Extraído de um ensinamento dado durante um retiro sobre a equanimidade no Cambridge Insight Meditation Center – EUA

Como seres humanos, estamos sujeitos à mudança contínua ao longo de toda a vida. Os taoístas falam das dez mil tristezas e das dez mil alegrias. A alegria se transforma em tristeza. A tristeza se transforma em alegria. Não há exceção. A equanimidade é uma qualidade libertadora que nos dá um coração aberto e equânime, calmo e estável, no meio das vicissitudes da vida.

Desenvolvemos a equanimidade estando atentos a nossas reações àquilo que o Buddha chamou os oito dhammas (fenômenos) mundanos. Esses oito dhammas mundanos são formados de quatro pares de opostos. Todos nós, em um momento ou outro, somos vítimas deles. Cultivar a equanimidade consiste em observar profundamente como reagimos à sua presença (dos opostos) no curso de nossa vida.

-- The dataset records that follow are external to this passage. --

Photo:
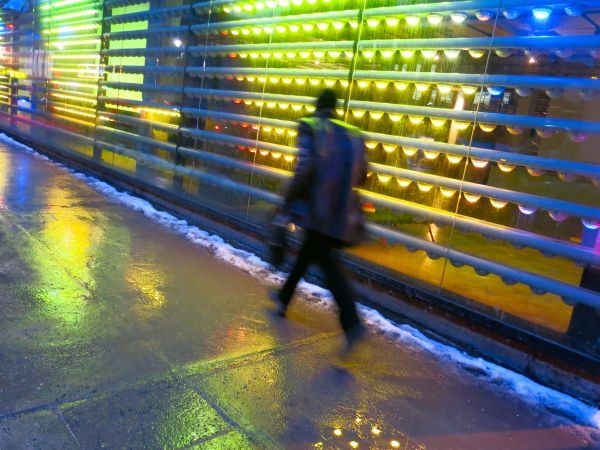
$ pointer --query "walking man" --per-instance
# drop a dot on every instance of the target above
(321, 198)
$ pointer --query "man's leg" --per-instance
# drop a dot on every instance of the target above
(339, 285)
(308, 252)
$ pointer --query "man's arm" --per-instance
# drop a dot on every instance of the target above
(300, 183)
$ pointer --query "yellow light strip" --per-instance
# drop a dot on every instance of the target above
(73, 97)
(74, 84)
(72, 111)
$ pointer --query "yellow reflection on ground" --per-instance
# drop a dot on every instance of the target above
(62, 259)
(5, 169)
(149, 281)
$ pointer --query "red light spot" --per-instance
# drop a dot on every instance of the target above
(368, 207)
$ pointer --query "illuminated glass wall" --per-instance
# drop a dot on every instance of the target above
(479, 116)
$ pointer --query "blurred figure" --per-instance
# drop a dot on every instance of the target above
(321, 199)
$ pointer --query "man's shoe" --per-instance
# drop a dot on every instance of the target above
(280, 307)
(354, 335)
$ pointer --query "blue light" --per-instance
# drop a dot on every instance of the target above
(541, 13)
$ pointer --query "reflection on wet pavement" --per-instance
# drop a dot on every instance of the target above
(117, 333)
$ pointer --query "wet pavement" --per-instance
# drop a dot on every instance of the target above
(118, 333)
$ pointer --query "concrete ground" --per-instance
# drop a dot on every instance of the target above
(117, 333)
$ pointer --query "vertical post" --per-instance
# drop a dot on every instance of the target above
(584, 328)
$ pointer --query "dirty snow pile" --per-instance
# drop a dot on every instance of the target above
(527, 389)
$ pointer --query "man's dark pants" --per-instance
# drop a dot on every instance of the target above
(322, 250)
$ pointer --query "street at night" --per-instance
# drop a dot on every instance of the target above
(121, 332)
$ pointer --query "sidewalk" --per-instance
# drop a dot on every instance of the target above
(120, 333)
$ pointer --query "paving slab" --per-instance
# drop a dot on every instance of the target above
(119, 333)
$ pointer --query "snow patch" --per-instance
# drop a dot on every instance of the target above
(527, 389)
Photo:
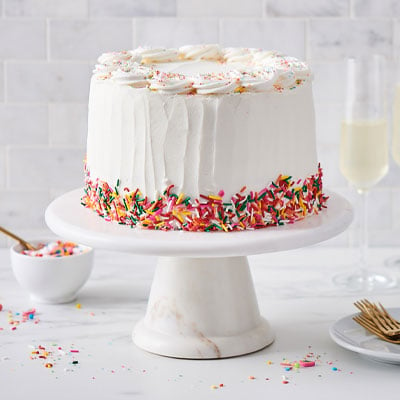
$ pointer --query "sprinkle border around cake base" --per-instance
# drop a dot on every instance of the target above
(284, 201)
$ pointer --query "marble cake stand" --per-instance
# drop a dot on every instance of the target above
(202, 302)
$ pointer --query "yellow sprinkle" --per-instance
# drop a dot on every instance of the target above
(180, 197)
(240, 89)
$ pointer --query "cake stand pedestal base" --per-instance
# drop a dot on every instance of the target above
(202, 308)
(202, 302)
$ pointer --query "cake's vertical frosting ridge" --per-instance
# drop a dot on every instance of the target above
(246, 139)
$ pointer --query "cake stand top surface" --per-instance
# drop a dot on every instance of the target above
(69, 219)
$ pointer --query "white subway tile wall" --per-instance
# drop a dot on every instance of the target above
(48, 48)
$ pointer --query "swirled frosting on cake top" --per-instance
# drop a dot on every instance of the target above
(203, 69)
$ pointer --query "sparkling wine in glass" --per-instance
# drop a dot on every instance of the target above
(364, 156)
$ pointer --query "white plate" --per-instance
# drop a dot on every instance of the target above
(66, 217)
(348, 334)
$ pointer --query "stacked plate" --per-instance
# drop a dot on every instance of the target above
(348, 334)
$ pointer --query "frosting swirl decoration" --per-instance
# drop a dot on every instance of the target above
(173, 71)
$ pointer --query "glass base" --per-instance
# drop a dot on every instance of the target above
(393, 262)
(365, 280)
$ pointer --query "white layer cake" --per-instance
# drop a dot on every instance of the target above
(204, 119)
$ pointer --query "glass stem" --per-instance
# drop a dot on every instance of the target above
(363, 232)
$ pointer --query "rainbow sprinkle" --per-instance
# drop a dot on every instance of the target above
(282, 202)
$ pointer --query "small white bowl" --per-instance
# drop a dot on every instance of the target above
(52, 280)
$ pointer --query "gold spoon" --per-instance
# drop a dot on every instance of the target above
(23, 242)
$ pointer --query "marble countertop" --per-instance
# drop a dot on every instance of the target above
(295, 294)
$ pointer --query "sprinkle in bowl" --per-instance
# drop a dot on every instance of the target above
(54, 273)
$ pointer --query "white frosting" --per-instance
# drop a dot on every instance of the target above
(204, 69)
(149, 139)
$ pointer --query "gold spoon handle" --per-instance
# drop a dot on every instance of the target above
(17, 238)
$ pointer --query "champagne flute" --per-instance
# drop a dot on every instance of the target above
(364, 155)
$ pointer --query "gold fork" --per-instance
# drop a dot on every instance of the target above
(365, 323)
(380, 317)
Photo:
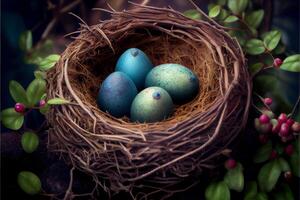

O primeiro par é louvor e censura. Quando somos elogiados, felicitados, é possível para nós tomar consciência de nossa reação? Rejeitamos o elogio automaticamente, para evitar um mal-estar, ou, ao contrário, nós nos regozijamos e esperamos mais? Sendo criticados, podemos observar nossa reação? Nossa reação pode tomar diversas formas: às vezes tentaremos justificar nossa ação, ou nos censuraremos, ou faremos a crítica recair sobre a pessoa que nos censura. Pensaremos imediatamente que a pessoa tem razão, ou, ao contrário, que ela está errada.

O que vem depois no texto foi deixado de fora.